Incident Report for Stitch

Postmortem

Stitch API unavailable due to unexpected Azure downtime

Incident Description

Stitch experienced unexpected downtime due to an unplanned outage from one of our hosting providers, Azure, from 11:30pm to 06:00am SAST.

Involved Parties

  • Platform reliability engineers.

Actions Taken

  • An immediate assessment of affected services and products was conducted.
  • Database backup restoration processes were initiated.

Root Cause

Stitch experienced unexpected downtime due to an unplanned outage from one of our hosting providers, Azure, which rendered Stitch's Postgres DBs inaccessible. The official response from Azure at the time was that the scheduled maintenance for our Azure Database for PostgreSQL - Flexible server was taking longer than expected. The downtime from this maintenance was unplanned.

Resolution

A replica database was restored using a previous backup.

Preventative Measures

  • Automated production database backup restoration.
  • Enable High availability for automatic failovers
  • Alerting on Azure maintenance even when downtime is not expected.
  • Configure Azure Postgres maintenance window away from default to a window within observable hours.

Conclusion

Microsoft Azure’s postgres DB infrastructure experienced severe downtime as a result of unplanned downtime during routine maintenance which resulted in degraded API performance, database inaccessibility and delayed webhook dispatches.
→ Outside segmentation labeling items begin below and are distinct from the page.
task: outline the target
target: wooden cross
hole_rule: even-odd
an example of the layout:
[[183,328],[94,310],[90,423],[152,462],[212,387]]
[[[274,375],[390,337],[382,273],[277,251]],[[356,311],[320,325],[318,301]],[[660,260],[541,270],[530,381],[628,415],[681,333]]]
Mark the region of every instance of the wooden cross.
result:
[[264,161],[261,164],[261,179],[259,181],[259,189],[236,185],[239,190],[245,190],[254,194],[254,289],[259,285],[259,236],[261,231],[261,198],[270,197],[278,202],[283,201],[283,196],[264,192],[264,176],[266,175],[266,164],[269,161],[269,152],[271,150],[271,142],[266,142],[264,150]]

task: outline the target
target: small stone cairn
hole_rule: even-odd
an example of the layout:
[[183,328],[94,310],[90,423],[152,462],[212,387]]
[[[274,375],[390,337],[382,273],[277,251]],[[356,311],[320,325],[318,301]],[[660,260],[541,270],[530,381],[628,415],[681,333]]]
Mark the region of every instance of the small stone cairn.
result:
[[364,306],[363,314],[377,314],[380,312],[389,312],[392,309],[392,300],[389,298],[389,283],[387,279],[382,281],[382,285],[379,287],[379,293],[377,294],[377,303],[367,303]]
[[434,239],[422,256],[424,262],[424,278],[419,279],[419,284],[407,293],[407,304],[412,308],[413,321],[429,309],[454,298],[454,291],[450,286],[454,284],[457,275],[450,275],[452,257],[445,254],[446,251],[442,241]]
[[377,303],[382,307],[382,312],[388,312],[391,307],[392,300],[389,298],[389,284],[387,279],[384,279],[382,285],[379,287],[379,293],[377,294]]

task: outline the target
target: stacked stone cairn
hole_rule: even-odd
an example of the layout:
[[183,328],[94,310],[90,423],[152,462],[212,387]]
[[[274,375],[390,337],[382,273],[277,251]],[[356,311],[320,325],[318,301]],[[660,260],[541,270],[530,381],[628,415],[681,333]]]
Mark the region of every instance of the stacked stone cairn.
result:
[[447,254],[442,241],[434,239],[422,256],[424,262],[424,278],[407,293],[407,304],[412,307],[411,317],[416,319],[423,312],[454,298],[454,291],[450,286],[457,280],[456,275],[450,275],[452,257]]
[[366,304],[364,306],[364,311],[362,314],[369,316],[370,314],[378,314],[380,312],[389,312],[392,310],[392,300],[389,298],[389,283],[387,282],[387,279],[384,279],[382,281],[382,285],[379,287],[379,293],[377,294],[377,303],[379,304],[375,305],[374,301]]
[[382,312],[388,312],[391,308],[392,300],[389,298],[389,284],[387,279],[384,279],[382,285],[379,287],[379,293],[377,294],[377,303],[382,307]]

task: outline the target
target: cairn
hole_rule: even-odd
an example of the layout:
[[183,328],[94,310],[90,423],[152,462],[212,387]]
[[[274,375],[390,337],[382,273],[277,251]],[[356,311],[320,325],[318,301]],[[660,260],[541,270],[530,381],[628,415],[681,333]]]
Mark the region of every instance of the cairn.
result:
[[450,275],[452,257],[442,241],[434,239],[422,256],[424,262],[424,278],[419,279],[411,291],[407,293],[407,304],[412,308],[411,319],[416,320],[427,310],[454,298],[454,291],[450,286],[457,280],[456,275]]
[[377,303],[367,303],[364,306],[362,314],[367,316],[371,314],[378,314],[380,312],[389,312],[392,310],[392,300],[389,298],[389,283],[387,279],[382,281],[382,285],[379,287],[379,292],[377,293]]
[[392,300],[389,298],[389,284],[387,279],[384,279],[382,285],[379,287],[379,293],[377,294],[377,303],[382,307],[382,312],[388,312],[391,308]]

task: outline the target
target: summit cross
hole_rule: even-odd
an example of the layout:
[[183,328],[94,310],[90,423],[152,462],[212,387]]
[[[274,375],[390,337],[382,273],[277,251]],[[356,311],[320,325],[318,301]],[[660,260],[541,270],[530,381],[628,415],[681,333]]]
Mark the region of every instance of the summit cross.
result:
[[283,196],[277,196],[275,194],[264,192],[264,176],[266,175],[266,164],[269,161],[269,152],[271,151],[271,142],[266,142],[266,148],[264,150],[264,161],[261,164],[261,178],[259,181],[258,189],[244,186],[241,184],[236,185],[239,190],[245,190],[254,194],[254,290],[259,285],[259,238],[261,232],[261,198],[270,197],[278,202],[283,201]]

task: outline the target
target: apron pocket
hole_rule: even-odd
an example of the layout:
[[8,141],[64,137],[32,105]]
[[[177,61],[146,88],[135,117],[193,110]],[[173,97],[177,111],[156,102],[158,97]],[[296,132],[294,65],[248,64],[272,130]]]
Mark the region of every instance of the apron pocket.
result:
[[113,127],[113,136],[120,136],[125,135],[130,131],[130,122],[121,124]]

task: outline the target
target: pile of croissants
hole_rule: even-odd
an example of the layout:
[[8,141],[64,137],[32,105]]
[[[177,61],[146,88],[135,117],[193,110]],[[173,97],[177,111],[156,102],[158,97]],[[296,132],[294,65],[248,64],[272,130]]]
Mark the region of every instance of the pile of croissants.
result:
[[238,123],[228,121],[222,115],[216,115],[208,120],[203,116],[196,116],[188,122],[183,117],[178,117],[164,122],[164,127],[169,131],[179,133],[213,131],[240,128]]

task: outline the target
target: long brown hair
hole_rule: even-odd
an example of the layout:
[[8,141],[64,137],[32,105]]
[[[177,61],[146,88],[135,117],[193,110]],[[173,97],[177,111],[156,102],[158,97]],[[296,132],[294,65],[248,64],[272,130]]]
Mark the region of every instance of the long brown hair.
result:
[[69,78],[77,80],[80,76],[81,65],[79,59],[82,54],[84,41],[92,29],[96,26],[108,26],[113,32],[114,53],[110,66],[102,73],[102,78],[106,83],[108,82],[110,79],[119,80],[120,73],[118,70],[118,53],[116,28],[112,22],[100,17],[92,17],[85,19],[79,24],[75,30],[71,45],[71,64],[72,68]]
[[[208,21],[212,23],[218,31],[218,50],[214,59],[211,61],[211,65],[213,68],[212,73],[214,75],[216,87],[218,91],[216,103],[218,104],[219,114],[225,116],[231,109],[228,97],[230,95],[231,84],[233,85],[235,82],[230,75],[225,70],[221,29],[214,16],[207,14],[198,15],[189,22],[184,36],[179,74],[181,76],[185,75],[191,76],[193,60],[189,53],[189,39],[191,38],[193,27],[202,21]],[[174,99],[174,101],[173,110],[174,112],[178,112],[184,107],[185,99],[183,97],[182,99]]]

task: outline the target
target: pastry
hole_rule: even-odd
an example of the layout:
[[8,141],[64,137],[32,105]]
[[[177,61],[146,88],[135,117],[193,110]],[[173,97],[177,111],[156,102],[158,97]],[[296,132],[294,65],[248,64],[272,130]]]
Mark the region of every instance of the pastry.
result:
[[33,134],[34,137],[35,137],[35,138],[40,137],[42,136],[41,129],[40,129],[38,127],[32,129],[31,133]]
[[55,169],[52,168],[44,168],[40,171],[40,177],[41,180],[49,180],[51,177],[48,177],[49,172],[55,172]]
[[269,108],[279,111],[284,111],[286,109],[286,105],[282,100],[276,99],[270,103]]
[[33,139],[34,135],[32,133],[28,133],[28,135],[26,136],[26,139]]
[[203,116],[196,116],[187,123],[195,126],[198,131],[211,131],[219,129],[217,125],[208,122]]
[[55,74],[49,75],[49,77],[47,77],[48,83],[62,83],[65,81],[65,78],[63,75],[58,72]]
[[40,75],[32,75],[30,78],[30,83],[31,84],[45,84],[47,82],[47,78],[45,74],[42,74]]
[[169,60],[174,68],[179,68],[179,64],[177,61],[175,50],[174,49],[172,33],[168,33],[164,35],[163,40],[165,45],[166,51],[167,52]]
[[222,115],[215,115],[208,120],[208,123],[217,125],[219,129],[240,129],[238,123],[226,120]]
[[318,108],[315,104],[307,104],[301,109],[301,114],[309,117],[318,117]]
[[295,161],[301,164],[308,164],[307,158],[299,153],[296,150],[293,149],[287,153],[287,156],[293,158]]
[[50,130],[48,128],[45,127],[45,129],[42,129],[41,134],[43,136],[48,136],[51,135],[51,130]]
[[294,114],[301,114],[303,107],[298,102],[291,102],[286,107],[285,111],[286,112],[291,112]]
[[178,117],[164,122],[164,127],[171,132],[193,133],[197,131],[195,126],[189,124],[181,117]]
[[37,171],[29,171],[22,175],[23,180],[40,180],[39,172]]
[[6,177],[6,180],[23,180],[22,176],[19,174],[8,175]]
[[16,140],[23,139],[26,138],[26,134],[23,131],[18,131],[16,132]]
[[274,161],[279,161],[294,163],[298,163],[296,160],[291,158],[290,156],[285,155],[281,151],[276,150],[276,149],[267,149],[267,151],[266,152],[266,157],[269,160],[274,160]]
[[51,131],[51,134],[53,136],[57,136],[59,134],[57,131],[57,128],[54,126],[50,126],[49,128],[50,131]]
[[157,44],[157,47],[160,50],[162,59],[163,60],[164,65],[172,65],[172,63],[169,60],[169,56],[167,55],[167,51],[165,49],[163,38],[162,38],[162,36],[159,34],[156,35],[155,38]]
Microsoft Azure will be providing a detailed root cause analysis within the next 5 business days at which time we’ll append to this report.

Posted May 26, 2023 - 11:51 SAST

Resolved

This incident has been resolved.
Posted May 26, 2023 - 07:17 SAST

Update

Stitch has switched to a redundant provider and services are back to being fully operational. We will continue to closely monitor this service's health.
Posted May 26, 2023 - 06:31 SAST

Update

We are continuing to monitor for any further issues.
Posted May 26, 2023 - 06:17 SAST

Monitoring

The Stitch API is currently unavailable due to unexpected downtime with Azure's PostgreSQL servers
Posted May 26, 2023 - 00:30 SAST
This incident affected: Stitch (Stitch API).